Enzyme-Kinetic and Immunochemical Characteristics of Mouse cDNA-Expressed, Microsomal, and Purified CYP1A1 and CYP1A2

Abstract

Kinetics of benzo[α]pyrene hydroxylase (AHH), 7-methoxyresorufin o-demethylase (MROD), and 7-ethoxyresorufin o-deethylase (EROD) were estimated in microsomes of Hep G2 cells infected with a recombinant vaccinia virus bearing mouse CYPlAl or CYP1A2 cDNAs. The k cat and K m values obtained were compared with those of liver microsonial and purified mouse CYPlAl and CYP1A2. In the matter of AHH activity, the k cat CYP1A1/CYP1A2 ratios were 21.2, 12.3, and 1.5 for expressed, microsomal, and purified CYPs, respectively. As to MROD activity, the k cat CYP1A2/CYPlAl ratio was 3.0 for both expressed and microsomal CYPs and was 8.0 for purified CYPs.
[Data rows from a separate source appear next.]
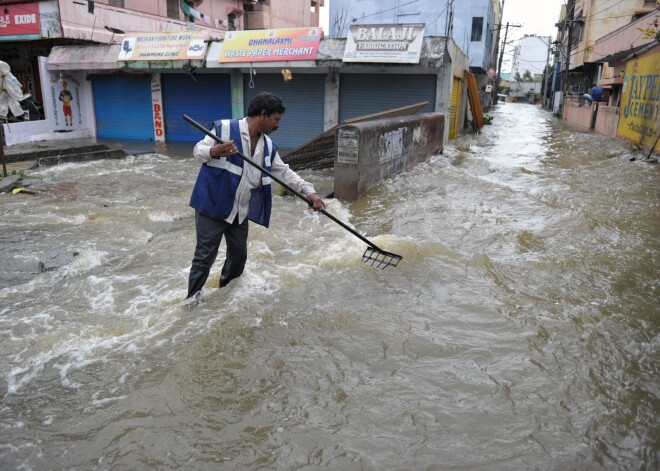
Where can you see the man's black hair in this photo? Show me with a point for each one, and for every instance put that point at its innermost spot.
(265, 101)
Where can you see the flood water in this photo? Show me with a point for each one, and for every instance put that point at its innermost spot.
(520, 331)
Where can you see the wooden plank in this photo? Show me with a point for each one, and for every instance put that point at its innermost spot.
(475, 103)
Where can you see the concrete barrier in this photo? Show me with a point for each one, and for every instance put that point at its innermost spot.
(368, 152)
(582, 115)
(607, 120)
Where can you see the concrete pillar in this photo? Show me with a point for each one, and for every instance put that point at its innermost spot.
(237, 103)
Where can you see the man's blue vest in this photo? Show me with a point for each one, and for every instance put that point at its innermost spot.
(218, 179)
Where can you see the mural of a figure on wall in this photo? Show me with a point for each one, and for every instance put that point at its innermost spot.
(66, 98)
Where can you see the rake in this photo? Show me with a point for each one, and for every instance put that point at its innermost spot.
(373, 255)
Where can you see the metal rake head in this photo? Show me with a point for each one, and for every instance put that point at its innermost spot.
(380, 258)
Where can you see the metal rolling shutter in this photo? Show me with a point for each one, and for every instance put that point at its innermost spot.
(122, 107)
(205, 100)
(303, 98)
(363, 94)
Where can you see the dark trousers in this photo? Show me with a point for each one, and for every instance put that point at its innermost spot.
(209, 235)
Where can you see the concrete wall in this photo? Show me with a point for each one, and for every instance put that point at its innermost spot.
(368, 152)
(607, 119)
(582, 115)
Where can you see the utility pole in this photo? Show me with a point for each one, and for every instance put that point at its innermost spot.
(499, 66)
(567, 59)
(497, 51)
(546, 73)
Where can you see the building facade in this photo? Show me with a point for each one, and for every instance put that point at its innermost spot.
(625, 61)
(92, 33)
(139, 84)
(471, 23)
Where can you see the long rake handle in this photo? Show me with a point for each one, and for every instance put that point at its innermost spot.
(299, 195)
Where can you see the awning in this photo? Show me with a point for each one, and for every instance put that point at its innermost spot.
(93, 57)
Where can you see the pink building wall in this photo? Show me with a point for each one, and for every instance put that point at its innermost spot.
(582, 115)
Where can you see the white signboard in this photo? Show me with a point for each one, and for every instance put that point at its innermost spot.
(347, 146)
(386, 43)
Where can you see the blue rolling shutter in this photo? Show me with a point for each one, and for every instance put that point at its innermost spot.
(363, 94)
(122, 106)
(303, 99)
(205, 100)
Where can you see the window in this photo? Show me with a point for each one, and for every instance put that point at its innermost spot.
(173, 9)
(477, 28)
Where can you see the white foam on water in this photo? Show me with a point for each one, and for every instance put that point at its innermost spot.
(85, 261)
(161, 216)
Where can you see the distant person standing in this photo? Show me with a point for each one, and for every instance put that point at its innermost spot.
(595, 94)
(66, 97)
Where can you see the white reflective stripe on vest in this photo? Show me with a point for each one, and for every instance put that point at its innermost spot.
(267, 162)
(224, 130)
(224, 163)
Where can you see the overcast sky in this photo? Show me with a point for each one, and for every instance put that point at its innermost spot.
(535, 17)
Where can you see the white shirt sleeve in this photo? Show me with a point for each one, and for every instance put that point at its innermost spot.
(291, 178)
(202, 150)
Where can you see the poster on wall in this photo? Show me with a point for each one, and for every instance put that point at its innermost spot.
(639, 118)
(387, 43)
(64, 101)
(20, 21)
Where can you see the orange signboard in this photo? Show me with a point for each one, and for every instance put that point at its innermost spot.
(164, 46)
(271, 45)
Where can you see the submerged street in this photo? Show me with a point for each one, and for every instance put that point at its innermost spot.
(520, 331)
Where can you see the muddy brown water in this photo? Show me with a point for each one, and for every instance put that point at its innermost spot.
(520, 331)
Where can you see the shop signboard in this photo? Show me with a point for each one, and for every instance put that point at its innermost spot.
(639, 114)
(386, 43)
(180, 45)
(20, 21)
(271, 45)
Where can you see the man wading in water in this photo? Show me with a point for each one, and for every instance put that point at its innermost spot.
(229, 191)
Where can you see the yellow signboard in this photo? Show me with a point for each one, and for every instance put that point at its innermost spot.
(639, 119)
(181, 45)
(271, 45)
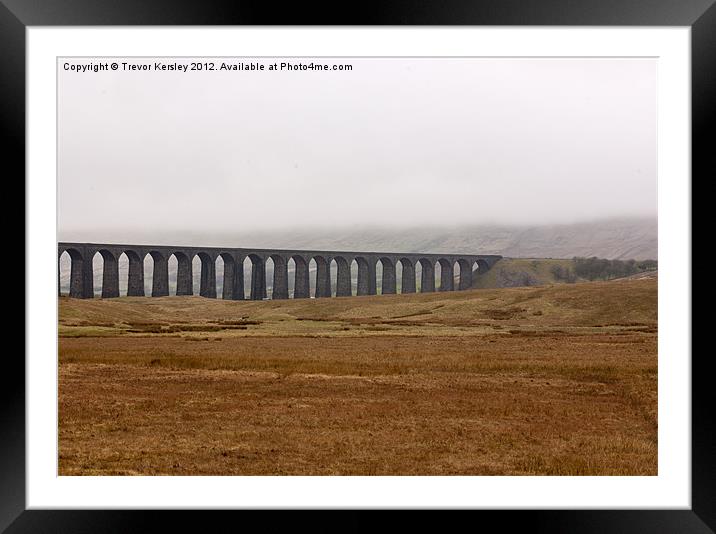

As regards EROD activity, the k cat CYP1A2/CYP1A1 ratios were 1.0, 1.1, and 6.25 for expressed, microsomal, and purified CYPs, respectively. Whereas furafylline displayed an isozyme-specific inhibition of CYP1A2-catalyzing MROD and EROD activities, α-naphthoflavone was an equally strong inhibitor of AHH activity of the CYPlAls and MROD activities of the CYP1A2s. Immunodepleted polyclonal anti-CYP1A1(-A2) and anti-CYP1A2(-A1) showed an isozyme-specific immunoblotting and inhibition of mouse CYP1A1 and CYP1A2 while monoclonal antibody (Mab) 1-7-1 displayed a striking difference between its immunoblotting and inhibitory effects. Western blot/densitometry analysis revealed a 4.8 times lower binding of Mab 1-7-1 to cDNA-expressed CYP1A2 than to CYP1A1. The results demonstrate the reliability of the vaccinia virus expression system for studies on the enzymology of mouse CYP1A1 and CYP1A2.